Portret odsunął się, a jego oczom ukazała się wielka komnata. Była w barwach złota, bieli oraz czerwieni. W komnacie mieściła się sala pojedynków, pracownia eliksirów, biblioteka, sala do uzdrawiania i leczenia oraz salon, w którym można było odpocząć. Harry znalazł kwaterę dla bractwa. Zauważył również gablotę na 6 mieczy, ale znajdowały się tam tylko dwa, miecz Ravenclaw i miecz Hufflepuff. Czyli trzeba odnaleźć jeszcze jeden miecz i jeden ukraść. W dodatku okazało się, że ten z godłem Ravenclaw należy do Michaela a ten z godłem Hufflepuff do Sary , ponieważ Harry zauważył małym druczkiem ich inicjały. Był szczęśliwy i mógł tu siedzieć ile chce, ponieważ tutaj też jest pętla czasu. W dodatku można się stąd deportować. Harry zaczytał się w książce o Czarnej magii. Gdy skończył zszedł na śniadanie, a po drodze spotkał Syriusza.
-Dlaczego mi nie powiedzieliście?!-oburzył się.
-To miała być niespodzianka, a co to miało być wczoraj.
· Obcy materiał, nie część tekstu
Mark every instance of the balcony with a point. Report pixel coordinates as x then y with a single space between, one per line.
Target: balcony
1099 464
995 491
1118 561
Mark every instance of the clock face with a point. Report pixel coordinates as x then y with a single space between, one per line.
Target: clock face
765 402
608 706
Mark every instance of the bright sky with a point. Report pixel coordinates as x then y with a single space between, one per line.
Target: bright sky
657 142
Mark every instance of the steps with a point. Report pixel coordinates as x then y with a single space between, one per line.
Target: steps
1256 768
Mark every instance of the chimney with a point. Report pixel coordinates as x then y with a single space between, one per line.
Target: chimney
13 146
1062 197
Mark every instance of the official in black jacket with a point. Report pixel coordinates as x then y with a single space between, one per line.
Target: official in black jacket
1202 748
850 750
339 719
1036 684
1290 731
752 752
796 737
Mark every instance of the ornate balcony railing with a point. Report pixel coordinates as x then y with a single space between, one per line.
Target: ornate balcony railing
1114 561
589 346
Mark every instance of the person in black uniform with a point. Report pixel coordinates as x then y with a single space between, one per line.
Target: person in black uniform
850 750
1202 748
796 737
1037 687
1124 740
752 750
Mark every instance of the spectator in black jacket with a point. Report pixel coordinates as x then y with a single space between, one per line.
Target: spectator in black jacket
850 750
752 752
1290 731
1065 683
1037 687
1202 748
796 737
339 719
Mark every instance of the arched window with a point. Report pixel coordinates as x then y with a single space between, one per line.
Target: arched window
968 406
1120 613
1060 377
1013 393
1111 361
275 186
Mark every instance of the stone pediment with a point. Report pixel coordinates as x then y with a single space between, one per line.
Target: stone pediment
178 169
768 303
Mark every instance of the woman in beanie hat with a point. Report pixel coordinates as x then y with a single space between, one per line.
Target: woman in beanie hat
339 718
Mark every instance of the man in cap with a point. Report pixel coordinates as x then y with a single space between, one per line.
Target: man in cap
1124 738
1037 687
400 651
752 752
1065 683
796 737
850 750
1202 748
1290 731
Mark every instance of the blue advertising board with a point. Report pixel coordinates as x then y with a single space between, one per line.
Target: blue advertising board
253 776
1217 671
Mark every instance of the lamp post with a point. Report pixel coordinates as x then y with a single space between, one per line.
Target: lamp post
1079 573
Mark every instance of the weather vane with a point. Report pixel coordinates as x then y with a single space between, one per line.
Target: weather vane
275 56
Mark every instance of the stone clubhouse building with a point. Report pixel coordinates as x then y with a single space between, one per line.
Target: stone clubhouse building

-Sam nie wiem. To było dziwne, a poza tym już dawno chciałem mu spłatać podobny numer. Teraz już wiesz dlaczego go tak nienawidzę.
-No niezły pokaz, ale martwiłem się. Nie rób tak więcej.
-Postaram się. Czekam na twoją pierwszą lekcję.
-Dzięki mam nadzieję,że się spodoba.
Harry po drodze spotkał jeszcze Carmen, Carla, Sarah, Lilkę i Michaela.
-Idziecie na śniadanie?
-No, a co?
-Muszę wam później coś pokazać, a poza tym stęskniłem się. Pod ręką mam tylko Lilkę, a to chyba się nie podoba Carmen ani Carlowi.
-No jasne, że nie kradniesz mi dziewczyny.
-Oj nie bądź zazdrosny.
-Nie złośćcie się tak.
-No dobra.
Cali rozbawieni weszli tą grupą do Wielkiej Sali. Wszyscy przyglądali się trochę dziwnie, ale nic nie powiedzieli. Grupka porozsiadała się do swoich stołów. Ron był wściekły. Harry przyjaźni się ze ślizgonami. Patrzył na niego jak na wroga. Harry nie odzywał się już na uczcie, ale to tylko pozory cały czas prowadził rozmowę telepatyczną z przyjaciółmi.
-Harry twój rudy przyjaciel chyba mnie nie lubi.
-Dziwisz mu się, zabierasz mu najlepszego kumpla, w dodatku nie toleruje ślizgonów.
-Ma jakieś uprzedzenia?
-Ja też miałem, ale się ich wyzbyłem. Już wiem że nie każdy ślizgon jest zły.
-Cieszę się.
-Kochaneczki-wtrąciła się Lilka-chyba dyrcio będzie coś mówił.
-Drodzy uczniowie, w tym roku nie odbędzie się turniej w Quiddichu, gdyż będzie miał miejsce turniej międzyszkolny. Przybędzie reprezentacja szkół Beauxbatons, Durmstrangu oraz szkoły Salem z Ameryki. Przyjmijcie ciepło drużyny z innych szkół, przybędą oni w drugim semestrze nauki. Kapitanem reprezentacji Hogwartu będzie Harry Potter, który ma miesiąc na znalezienie reprezentacji. W jej skład muszą wejść gracze z wszystkich domów. Dziękuję za uwagę.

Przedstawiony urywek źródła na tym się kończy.